You could find candidates in the most popular images and tag them by hand.
If it seems /possible/ that the image is affected, it could be faded out.
As you say, that might be enough for it to be removed. If it is /likely/
that it is affected, it could be lightboxed or replaced.
Julia Reda, the Pirate in the European Parliament, has a fantastic blog
post summary:
https://juliareda.eu/2015/06/fop-under-threat/
On Mon, Jun 22, 2015 at 9:45 AM, Gergő Tisza <gtisza(a)gmail.com> wrote:
On Mon, Jun 22, 2015 at 5:17 AM, James Heilman
<jmh649(a)gmail.com> wrote:
Yes I agree an example of what Wikipedia would
look like if this
regulation passed is an excellent idea.

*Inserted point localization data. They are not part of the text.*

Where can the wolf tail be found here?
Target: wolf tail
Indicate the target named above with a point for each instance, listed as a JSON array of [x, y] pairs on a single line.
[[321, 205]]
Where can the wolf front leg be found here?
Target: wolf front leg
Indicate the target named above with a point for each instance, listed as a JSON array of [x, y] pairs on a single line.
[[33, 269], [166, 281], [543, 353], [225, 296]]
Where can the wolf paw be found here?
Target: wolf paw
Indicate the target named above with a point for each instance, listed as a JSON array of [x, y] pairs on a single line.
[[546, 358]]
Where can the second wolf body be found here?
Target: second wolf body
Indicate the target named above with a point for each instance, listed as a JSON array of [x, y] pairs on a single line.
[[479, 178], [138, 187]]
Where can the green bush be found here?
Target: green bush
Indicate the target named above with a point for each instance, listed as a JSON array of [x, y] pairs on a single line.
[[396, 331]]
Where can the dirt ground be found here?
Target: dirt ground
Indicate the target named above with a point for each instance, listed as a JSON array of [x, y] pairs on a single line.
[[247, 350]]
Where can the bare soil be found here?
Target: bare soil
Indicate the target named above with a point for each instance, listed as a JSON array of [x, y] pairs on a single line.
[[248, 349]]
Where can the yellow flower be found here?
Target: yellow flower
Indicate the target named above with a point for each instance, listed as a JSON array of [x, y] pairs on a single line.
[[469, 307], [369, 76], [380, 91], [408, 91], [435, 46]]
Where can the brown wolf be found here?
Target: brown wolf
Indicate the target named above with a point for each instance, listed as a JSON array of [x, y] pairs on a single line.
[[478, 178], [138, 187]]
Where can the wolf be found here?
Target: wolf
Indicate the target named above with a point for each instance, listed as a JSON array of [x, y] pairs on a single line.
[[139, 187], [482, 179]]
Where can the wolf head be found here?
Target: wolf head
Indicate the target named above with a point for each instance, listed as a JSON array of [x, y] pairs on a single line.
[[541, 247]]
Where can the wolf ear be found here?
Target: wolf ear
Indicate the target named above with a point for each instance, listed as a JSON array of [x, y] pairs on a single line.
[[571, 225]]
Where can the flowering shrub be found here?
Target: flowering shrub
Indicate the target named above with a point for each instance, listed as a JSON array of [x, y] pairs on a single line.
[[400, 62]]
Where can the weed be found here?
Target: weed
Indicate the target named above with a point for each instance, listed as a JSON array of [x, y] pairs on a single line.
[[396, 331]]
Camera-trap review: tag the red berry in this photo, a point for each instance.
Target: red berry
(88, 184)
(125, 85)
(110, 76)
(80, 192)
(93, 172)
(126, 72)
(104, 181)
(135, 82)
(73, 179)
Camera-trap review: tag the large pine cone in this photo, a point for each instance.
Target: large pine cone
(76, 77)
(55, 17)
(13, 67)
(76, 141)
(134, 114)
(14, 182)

Could we base it on the geo
tags?
It could be quite hard to figure out what exactly is affected (which is one
of the ways in which this would harm Wikipedia, assuming the change would
be retroactive - and copyright changes usually are - as sifting through all
potentially affected images would be a huge undertaking). For anything
built in the last 150 years, you would have to figure out who designed it
and when that person died. And even if the architect has been dead for more
than 70 years, that still does not necessarily mean the building is not
affected Gustave Eiffel died in 1923, for example, but the Eiffel Tower is
still not free to photograph at night.